I just noticed the release of Hydra 1.0. Hydra is a developer focused text editor. What makes it interesting is that it uses Rendezvous (ZeroConf) to facilitate collaboration on a local network. So, for example, two or more developers can effectively do "pair programming" on the same code from different machines - useful for big laptop development sessions, for example.
This isn't the first product of its kind for Mac OS X. iStorm is another Rendezvous based collaborative document environment. While Hydra is focused more on the developer, iStorm seems targeted more on science/math users, with TeX support and interactive blackboards to go along with the styled text. iStorm also houses its own Chat client (I didn't notice if Hydra sports this feature), allowing conversations to happen outside of the document itself.

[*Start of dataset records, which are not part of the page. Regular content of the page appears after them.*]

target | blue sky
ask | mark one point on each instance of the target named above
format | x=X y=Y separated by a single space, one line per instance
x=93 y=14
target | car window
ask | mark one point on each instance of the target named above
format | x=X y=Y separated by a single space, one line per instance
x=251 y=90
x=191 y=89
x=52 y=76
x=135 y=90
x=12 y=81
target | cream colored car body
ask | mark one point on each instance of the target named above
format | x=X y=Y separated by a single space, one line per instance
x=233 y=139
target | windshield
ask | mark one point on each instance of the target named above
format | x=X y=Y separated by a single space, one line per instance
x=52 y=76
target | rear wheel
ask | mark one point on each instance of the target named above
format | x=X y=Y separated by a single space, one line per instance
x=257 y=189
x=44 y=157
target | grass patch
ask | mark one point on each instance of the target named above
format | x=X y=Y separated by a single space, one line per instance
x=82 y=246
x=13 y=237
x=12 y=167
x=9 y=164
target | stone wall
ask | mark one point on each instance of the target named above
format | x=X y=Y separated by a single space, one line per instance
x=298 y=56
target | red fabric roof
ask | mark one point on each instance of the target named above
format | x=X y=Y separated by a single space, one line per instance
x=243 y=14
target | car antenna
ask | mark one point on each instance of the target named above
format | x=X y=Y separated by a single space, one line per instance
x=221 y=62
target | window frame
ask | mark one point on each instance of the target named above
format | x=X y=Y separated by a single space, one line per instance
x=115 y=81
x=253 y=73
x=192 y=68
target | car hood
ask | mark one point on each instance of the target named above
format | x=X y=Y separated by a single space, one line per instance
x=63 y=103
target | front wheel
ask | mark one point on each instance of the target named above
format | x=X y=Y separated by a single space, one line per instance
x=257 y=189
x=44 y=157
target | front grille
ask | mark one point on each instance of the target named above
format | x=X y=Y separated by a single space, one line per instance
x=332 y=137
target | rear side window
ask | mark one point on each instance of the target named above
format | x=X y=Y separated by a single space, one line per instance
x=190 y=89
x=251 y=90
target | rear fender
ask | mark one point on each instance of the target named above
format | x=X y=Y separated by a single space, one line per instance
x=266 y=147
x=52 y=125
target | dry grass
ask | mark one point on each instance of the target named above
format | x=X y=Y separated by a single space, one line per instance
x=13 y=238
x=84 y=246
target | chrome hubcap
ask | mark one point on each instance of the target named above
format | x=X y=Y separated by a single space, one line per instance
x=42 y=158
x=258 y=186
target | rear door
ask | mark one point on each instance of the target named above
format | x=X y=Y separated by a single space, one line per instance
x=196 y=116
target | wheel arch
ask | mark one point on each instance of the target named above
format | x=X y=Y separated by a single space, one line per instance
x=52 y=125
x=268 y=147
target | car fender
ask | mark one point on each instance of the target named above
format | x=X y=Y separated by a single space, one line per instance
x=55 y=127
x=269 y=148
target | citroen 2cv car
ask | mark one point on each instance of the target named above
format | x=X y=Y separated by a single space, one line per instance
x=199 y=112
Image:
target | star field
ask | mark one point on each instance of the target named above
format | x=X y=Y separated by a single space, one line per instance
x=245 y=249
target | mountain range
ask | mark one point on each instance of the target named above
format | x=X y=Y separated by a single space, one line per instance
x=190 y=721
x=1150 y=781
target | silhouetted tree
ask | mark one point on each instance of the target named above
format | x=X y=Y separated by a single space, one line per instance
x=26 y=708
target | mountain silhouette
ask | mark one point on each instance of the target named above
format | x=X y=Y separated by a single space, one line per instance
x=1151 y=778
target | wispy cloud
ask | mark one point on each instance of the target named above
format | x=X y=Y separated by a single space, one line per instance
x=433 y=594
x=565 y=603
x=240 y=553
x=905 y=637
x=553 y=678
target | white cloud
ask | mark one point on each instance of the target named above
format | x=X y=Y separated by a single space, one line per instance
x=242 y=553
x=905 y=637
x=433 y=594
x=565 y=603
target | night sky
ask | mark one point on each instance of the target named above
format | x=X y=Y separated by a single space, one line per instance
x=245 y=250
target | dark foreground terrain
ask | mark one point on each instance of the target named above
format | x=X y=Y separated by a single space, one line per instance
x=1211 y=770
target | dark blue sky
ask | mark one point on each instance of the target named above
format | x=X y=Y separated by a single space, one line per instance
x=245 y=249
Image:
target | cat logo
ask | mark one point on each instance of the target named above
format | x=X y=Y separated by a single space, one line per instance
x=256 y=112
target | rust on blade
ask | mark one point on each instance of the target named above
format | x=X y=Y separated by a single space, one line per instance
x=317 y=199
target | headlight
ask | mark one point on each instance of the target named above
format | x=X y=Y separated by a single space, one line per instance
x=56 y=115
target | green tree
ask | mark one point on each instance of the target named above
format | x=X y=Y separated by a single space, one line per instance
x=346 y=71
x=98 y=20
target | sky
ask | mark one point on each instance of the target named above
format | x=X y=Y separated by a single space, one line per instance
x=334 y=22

This is a pretty interesting application of the Rendezvous technology. While generally limited to local networks, it does allow a small group of people to collaborate very easily in a local environment. Imagine being able to bring in people from outside the company to brainstorm for two days and all being able to work on the same document without having to configure large collaboration servers to allow two important but temporary outside users into the system. Or, with Airport, one could even go to a coffee shop or bar and set up a small computer-to-computer network and collaborate - again without the need for a complex client/server set up. And unlike Wikis or anything else web based, all updates can be monitored in real time.